An Indian tax appellate tribunal has recently ruled on the issue of marketing intangibles in a transfer pricing case involving the Indian manufacturing and sales subsidiary of the Korea-based LG Electronics Inc. In that case, the Indian authorities alleged the subsidiary incurred excessive marketing expenses relative to comparable companies and the excess amount should be treated as brand promotion on behalf of the parent, entitling the subsidiary to compensation for these expenses and a mark-up. The tribunal endorsed this approach in principle while referring this particular matter back for redetermination on technical grounds.

Marketing intangibles are also a key areas of focus for the Canada Revenue Agency in transfer pricing audits.

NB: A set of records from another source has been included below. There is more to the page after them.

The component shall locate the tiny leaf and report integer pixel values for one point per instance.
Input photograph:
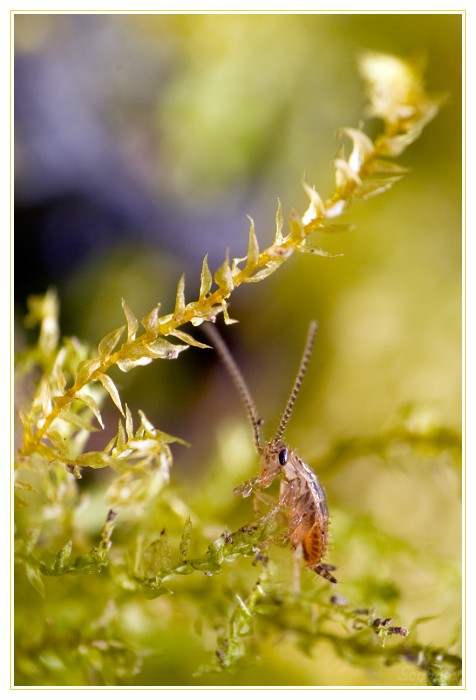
(187, 338)
(109, 342)
(186, 539)
(180, 299)
(76, 420)
(151, 320)
(111, 389)
(92, 405)
(278, 237)
(252, 255)
(223, 277)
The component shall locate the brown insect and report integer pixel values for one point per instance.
(301, 494)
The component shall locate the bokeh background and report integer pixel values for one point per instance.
(141, 144)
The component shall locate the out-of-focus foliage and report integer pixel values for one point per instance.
(139, 578)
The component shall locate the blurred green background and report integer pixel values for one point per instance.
(141, 142)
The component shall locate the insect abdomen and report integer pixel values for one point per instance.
(314, 544)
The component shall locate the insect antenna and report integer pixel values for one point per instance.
(306, 355)
(238, 380)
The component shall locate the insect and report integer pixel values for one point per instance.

In our experience, the CRA often alleges that routine marketing expenses in the local jurisdiction incurred by a Canadian manufacturer or distributor in a multi-national group, in fact, enhance the brand and thereby give rise to a valuable marketing intangible on the part of the Canadian entity that entitle it to a premium return and/or disallowance of a royalty expense.  Such reassessments can give rise to material double taxation requiring redress through the Canadian courts or under the competent authority procedures of an applicable double tax treaty if the matter cannot be successfully resolved with CRA.

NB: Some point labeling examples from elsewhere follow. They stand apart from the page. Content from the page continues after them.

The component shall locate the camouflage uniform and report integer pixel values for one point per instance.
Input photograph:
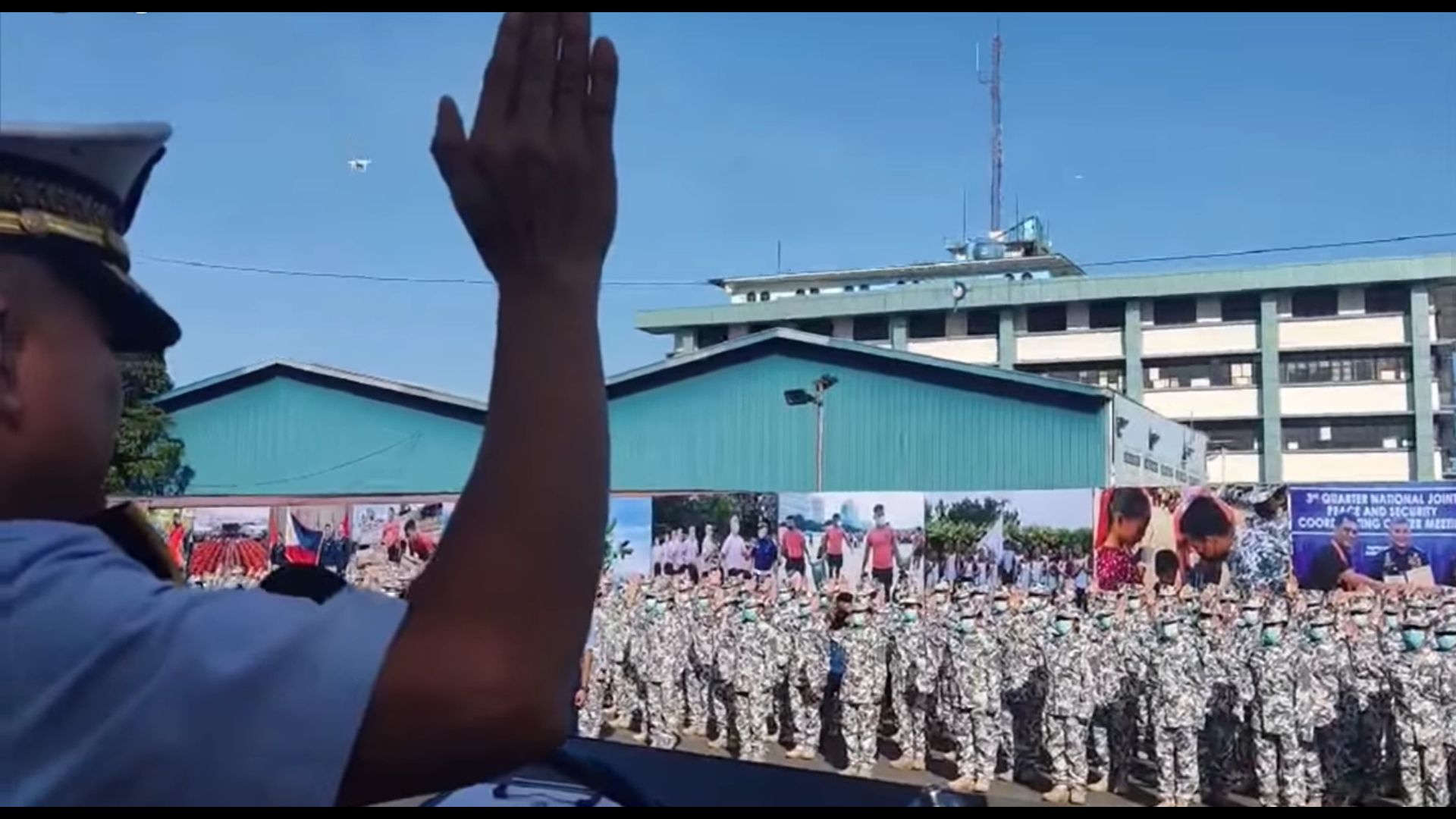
(753, 681)
(973, 697)
(1222, 664)
(1324, 738)
(1178, 708)
(664, 645)
(702, 639)
(1370, 698)
(864, 686)
(1071, 700)
(588, 719)
(1107, 689)
(808, 672)
(1417, 684)
(912, 682)
(1276, 719)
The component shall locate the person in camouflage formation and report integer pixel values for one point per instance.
(1071, 700)
(755, 678)
(727, 623)
(596, 675)
(626, 621)
(1180, 694)
(808, 672)
(1220, 667)
(1028, 629)
(1276, 713)
(1417, 686)
(661, 646)
(1103, 648)
(702, 649)
(973, 698)
(912, 679)
(1446, 649)
(1369, 695)
(864, 684)
(1324, 735)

Although these proceedings may ultimately vindicate the taxpayer’s position, they can be costly and time-consuming. It is important that the Canadian entity’s contemporaneous documentation be drafted with  CRA’s audit posture in mind; be comprehensive, including not only a transfer pricing study but also appropriate licensing and other legal agreements; and, that it be updated regularly to ensure it remains current.